Sinckler also noted that early last year Government had established a special sub-committee to look at its cash flow and had mandated it to focus on the paying down arrears.
“I am happy to report this morning that between April 2015 and February 2016, the Barbados Revenue Authority has paid a total of $175 million in refunds broken down as follows: income tax, $75 million in returns; corporation tax, $34 million; and value added tax refunds, $70 million [which amounts to] $175 million in less than a year,” reported Sinckler.
He did not specify what portion of the payments were for income year 2013 or 2014.
However, he said a recent estimate showed that of the taxes owed to Government, $500 million were less than five-years-old.
“If we were to be able to collect half of that $500 million we wouldn’t be having some of these issues. So we are saying that people have to play their part in helping us to deal with these problems,” said Sinckler.
“We can’t manage a country if the taxes that we want do not come into the country. If the revenue is not coming in we can’t provide all these services that people want – hospital, Transport Board, NCC [National Conservation Commission]. We simply can’t do it. So we need people to be able to pay their taxes,” he said.
Sinckler added, “of course I can’t instruct the Barbados Revenue Authority but I can only advise them, . . . with good commonsense and of course polite aggressiveness, to go after the taxes which are owed and due to the Government”.

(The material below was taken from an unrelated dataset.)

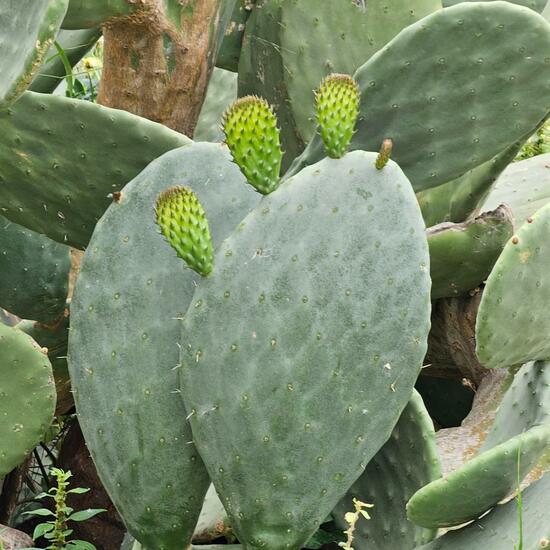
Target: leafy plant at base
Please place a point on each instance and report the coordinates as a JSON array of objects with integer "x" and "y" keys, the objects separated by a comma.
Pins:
[{"x": 57, "y": 530}]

Still addressing the issue of arrears, Sinckler also gave the assurance that as more money became available to Government it would continue to pay its debts, including monies owed to the Queen Elizabeth Hospital, as well as the Transport Board.
He acknowledged that while progress was being made there was still “more to pay”, explaining that the monies currently being used to pay arrears was from the Treasury’s cash flow. He added that the monies form the sale of the Barbados National Terminal Company Limited (BNTCL) had not yet been transferred into the Consolidated Fund.
“So as the cash flow situation improves we are beginning to meet our commitments, which is evidence again that the fiscal programme is working, because it means that we have money available to do things,” said Sinckler.